I am 70 years old and the fourth generation living on the Michel family farm, settled by my great-grandparents in 1867. My father, Albert Michel (1899-1968), was a stationary engineer. He started running traction engines for threshing and sawmill work back in the 1920s and owned various engines in his lifetime. One such engine, a 20-22 HP John Goodison, purchased by my father the year I was born in 1936, is still owned by us and on the farm to this date.

In the early 1960s, we picked up a number of other engines to keep them in our area. We also have two Waterloos on the farm; hence that is why I was able to identify the mystery engine. I also have an original Waterloo catalog dated 1916, which I referred to.
In addition, I have sent along two photos taken in 1924 using a Waterloo for threshing in the Petawawa, Ontario, area and operated by my father, but owned by Fred Burger who lived on the farm next to us. Included is a third photo of another Waterloo taken in September 1930 of an 18-20 HP. It was also owned by Fred. The men in the photo are unknown. This engine, after sitting idle for a number of years, was purchased by my father around 1948 and sold to a contractor working on the construction of a large hydro dam being built on the Ottawa River about 40 miles upstream from Petawawa. That was the last we ever saw or heard about the engine.

Contact steam enthusiast Bert Michel at R.R. 1, 590 Black Bay Road, Petawawa, ONT Canada K8H 2W8.

The Waterloo Standard 18 Horsepower Traction Engine

Built to conform with the rigid Government Specifications of all the Provinces of Canada.
Governmental Steam Allowance, 175 Pounds

• Boiler barrel – 30 inches in diameter, 5/16-inch in thickness
• Longitudinal seam – triple riveted lap
• Firebox – length 38 inches, width 26-1/4 inches, depth 36 inches
• Grate area – 6.85 square feet
• Stay bolts – 7/8-inch diameter
• Tubes – 41 in number, 2 inches in diameter, 84 inches long
• Heating surface – 187 square feet
• Working pressure – 170 pounds per square inch
• Cylinder – 8-1/2 inches in diameter, stroke 10 inches
• Crankshaft – 2-7/8 inches in diameter
• Flywheel – 40 inches in diameter, 11-inch face
• Revolutions – 230 per minute
• Front wheels – 44 inches in diameter, 10 inches wide
• Rear wheels – 66 inches in diameter, 16 inches wide
• Traction speed – 2.75 MPH
• Shipping weight – 17,000 pounds

Standard Equipment
Jacket on barrel and wagon top, platform fitted with steel water tank, wooden supply and toolbox and patent coupler, Ham headlight, oil pump, lubricator, two Penberthy injectors, pop safety valve, steam gauge, whistle Gardner wide-range governor, blower cock, water gauge, all necessary cocks, valves, oilers, injectors hose, oil can wrenches, flue cleaner, poker and scraper.
(The) 16 HP tractions are built according to above specifications excepting tubes are 70 inches long, cylinder 8 inches in diameter, rear wheels 60 inches in diameter. 
–  From a 1916 Ontario Catalogue of High-Class Waterloo Threshing Machinery catalog.

Waterloo Portable Engines

Waterloo portable engines are regularly built in 12, 14 and 16 HP sizes. Larger portable engine are only built to special order. These engines are especially adapted for running portable sawmills, ordinary sized threshing outfits or for any other farm use. The material used in the construction of them is of the same high standard as used in our traction engines, and in the mechanical construction they are given the same attention and are in every detail as well built as any of our tractions.

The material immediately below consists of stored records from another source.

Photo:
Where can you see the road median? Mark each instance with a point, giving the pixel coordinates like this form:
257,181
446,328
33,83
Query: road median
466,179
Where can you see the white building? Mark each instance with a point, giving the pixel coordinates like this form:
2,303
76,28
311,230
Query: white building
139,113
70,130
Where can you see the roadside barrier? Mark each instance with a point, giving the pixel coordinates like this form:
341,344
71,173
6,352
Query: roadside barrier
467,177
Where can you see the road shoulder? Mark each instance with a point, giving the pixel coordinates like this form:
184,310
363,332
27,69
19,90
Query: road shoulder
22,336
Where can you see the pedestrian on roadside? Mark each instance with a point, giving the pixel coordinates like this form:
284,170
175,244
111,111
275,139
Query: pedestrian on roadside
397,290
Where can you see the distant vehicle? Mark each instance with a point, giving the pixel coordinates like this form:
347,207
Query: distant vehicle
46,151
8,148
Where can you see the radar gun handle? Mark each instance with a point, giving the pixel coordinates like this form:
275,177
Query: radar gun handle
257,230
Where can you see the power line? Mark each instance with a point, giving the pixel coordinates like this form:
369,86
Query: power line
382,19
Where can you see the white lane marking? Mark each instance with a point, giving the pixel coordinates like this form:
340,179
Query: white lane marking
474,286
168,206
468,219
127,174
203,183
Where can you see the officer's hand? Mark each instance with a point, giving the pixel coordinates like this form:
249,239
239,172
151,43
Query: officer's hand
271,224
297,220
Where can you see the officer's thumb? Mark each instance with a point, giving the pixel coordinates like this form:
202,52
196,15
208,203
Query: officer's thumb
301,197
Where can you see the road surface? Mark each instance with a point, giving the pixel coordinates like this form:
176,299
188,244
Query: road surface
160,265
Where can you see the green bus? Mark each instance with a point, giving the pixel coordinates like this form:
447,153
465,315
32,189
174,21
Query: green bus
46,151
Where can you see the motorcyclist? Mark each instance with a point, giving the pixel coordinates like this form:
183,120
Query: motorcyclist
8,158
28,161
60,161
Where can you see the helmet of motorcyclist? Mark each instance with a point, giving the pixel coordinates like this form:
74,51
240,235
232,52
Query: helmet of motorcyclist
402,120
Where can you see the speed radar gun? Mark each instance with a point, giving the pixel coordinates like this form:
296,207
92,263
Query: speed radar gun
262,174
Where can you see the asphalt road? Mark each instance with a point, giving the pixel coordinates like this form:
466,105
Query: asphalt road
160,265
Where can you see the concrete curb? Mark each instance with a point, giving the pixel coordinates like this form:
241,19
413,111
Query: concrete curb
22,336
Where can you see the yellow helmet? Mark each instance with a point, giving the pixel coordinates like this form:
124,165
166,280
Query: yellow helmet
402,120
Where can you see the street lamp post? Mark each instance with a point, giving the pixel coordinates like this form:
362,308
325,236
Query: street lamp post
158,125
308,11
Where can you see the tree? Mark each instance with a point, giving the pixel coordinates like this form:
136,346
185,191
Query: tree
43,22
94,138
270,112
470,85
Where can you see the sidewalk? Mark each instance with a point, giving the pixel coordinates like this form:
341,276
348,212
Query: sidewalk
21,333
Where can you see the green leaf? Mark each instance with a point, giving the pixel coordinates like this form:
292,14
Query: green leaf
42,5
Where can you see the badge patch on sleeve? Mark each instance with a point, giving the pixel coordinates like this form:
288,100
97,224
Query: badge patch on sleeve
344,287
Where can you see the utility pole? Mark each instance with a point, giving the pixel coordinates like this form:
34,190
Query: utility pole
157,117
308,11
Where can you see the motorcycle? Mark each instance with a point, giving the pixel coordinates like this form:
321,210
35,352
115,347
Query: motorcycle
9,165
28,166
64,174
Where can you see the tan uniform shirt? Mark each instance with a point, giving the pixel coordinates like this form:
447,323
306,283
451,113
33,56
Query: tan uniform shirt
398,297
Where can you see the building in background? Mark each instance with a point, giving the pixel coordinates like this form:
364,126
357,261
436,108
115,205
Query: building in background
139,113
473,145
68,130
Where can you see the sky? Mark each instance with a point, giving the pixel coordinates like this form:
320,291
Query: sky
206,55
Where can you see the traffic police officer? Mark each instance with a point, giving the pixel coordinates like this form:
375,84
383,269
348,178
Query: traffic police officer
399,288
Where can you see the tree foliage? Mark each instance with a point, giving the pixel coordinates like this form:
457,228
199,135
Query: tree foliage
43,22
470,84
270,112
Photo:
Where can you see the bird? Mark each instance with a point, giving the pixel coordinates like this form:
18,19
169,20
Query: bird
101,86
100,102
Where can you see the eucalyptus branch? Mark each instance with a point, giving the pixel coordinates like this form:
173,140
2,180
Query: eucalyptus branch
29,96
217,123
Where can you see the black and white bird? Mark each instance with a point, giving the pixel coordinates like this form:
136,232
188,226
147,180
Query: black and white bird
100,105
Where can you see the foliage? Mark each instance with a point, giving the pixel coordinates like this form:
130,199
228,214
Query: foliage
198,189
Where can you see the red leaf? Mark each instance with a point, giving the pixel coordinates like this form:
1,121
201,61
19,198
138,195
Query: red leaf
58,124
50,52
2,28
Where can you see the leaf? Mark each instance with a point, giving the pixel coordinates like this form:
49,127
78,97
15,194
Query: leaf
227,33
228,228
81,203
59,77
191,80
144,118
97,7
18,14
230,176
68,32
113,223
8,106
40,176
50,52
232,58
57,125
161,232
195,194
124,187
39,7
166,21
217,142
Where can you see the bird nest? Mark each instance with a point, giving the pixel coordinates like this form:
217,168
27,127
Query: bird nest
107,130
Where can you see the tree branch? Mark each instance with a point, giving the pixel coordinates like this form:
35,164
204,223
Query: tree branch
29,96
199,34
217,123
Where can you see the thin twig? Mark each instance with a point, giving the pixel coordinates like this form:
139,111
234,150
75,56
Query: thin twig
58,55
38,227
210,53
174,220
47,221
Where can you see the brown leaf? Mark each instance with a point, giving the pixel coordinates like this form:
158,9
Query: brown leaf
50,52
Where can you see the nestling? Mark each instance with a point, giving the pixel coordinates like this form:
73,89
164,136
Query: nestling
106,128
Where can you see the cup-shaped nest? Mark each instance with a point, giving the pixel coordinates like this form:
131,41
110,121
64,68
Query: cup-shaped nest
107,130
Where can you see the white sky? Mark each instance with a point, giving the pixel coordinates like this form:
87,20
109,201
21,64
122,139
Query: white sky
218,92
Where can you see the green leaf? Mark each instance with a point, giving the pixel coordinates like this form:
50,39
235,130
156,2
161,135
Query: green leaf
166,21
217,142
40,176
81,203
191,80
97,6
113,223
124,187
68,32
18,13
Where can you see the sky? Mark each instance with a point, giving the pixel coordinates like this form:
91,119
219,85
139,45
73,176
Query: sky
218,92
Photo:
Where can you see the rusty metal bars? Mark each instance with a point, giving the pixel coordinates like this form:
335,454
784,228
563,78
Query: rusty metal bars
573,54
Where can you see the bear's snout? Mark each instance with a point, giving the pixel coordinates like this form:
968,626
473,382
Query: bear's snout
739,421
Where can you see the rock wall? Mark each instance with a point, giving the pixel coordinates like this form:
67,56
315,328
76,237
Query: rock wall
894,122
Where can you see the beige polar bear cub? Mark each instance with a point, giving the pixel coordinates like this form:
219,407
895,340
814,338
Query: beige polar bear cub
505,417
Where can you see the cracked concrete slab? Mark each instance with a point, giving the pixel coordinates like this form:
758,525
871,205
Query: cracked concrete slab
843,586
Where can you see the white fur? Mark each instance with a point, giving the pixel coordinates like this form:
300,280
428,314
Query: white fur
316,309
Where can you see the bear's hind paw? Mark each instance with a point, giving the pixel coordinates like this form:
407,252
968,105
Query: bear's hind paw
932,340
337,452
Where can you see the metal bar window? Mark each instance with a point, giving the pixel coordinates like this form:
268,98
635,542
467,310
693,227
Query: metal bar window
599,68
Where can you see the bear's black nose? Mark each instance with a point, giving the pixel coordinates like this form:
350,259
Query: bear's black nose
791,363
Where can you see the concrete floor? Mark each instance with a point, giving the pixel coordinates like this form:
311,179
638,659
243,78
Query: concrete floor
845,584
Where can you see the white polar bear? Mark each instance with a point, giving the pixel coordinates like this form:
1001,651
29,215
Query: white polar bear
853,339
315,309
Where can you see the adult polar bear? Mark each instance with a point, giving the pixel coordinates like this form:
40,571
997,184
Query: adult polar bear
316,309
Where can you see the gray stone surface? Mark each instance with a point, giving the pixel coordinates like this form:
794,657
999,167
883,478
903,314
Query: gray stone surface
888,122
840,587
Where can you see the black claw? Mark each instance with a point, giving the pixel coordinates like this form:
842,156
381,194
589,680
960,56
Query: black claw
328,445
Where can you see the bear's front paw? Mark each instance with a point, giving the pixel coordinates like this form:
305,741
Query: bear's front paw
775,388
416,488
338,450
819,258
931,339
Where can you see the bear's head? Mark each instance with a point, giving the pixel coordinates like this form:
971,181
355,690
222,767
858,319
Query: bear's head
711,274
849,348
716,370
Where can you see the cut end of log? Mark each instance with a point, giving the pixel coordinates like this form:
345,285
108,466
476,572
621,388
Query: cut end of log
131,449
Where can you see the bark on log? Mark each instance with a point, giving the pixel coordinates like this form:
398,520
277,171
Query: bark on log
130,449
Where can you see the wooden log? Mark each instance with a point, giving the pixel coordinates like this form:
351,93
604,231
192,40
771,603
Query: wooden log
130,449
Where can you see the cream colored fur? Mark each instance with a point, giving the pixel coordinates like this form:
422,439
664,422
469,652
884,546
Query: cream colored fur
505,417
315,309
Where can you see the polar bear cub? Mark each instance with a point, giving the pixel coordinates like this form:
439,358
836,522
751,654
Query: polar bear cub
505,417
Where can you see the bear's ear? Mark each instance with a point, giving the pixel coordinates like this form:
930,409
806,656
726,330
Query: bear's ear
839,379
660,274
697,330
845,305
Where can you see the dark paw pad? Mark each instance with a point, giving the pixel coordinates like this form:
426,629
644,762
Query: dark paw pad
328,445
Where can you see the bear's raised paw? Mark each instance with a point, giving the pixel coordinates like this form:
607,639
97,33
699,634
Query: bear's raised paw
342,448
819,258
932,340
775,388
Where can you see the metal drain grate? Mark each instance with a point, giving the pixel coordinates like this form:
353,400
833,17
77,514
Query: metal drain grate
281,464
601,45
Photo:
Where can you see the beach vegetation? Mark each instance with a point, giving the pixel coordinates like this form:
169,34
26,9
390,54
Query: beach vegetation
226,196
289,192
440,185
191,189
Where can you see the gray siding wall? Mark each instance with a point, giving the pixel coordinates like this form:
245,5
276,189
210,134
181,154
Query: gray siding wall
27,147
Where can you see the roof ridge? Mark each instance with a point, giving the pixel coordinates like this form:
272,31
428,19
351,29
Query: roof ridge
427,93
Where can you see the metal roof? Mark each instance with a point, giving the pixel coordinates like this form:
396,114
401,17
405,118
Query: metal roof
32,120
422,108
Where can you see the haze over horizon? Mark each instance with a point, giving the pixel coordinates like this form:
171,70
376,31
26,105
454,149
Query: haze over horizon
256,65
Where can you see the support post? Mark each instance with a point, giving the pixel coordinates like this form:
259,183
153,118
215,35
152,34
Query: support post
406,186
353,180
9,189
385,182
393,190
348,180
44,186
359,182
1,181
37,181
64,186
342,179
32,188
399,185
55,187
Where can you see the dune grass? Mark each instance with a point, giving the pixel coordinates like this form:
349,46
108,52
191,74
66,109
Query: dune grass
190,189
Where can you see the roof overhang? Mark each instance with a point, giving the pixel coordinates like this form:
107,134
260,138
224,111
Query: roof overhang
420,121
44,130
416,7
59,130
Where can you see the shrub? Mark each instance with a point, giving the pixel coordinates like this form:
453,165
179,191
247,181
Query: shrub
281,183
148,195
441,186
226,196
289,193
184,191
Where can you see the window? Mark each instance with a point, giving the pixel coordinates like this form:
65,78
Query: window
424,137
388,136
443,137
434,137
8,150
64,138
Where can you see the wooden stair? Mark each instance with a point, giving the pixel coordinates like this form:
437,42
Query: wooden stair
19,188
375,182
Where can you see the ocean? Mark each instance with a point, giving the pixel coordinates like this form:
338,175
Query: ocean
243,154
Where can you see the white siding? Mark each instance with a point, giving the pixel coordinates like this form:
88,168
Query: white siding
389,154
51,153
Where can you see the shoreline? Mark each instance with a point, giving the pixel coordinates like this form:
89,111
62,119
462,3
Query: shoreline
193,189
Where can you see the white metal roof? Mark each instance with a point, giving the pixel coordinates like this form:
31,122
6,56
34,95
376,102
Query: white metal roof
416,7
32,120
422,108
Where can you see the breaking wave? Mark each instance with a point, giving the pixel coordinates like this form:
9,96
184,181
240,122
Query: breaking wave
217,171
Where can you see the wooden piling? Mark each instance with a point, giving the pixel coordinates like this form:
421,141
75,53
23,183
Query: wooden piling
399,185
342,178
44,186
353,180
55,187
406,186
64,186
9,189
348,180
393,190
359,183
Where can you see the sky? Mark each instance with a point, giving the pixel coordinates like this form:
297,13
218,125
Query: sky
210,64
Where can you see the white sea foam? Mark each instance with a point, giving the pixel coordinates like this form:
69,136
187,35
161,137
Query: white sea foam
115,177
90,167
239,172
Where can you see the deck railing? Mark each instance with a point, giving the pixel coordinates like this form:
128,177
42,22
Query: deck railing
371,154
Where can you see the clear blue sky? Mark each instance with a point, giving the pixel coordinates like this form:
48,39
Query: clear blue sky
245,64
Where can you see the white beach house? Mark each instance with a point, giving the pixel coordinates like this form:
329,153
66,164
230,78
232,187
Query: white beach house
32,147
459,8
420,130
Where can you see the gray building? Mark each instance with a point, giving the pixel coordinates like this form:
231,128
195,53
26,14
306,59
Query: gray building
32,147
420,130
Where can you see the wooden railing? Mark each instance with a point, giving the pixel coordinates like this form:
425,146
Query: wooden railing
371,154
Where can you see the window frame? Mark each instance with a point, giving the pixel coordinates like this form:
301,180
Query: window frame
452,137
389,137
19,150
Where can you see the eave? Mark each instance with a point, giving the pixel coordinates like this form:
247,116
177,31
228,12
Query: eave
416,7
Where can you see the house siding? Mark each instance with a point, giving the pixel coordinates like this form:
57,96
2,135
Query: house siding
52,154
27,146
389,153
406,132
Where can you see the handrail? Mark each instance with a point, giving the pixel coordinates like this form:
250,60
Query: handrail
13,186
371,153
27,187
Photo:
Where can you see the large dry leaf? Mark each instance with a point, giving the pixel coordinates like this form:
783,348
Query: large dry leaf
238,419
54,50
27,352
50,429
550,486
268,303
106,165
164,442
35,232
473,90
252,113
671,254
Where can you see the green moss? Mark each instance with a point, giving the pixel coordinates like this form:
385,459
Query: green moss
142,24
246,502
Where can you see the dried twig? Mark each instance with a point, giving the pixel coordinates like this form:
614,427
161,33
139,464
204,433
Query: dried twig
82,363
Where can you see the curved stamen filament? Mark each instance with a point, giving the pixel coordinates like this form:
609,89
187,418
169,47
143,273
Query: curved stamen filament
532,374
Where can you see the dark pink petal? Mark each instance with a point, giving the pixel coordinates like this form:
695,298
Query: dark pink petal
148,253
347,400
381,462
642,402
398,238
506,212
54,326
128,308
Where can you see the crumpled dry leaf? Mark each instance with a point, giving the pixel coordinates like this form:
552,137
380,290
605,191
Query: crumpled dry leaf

In design and finish they are excelled by none. For power and durability they surpass all rivalry. They are very economical on fuel and water, built for burning wood or coal. They do not require an expert to operate. They are sufficiently light so as to be easily handled by a team of horses and are particularly adapted for rough country. For winter transportation they are easily mounted on sleighs; rear axle hub castings which bolt to the runners can be supplied for the purpose if desired.

They are fitted out with the best accessory parts such as governor, lubricator, steam gauge, two injectors, a perfectly balanced disc, etc. They are carefully worked out in every detail, with the idea of making a simple, plain and serviceable engine that with proper care should give years of service without expense.
 – From a 1916 Ontario Catalogue of High-Class Waterloo Threshing Machinery catalog.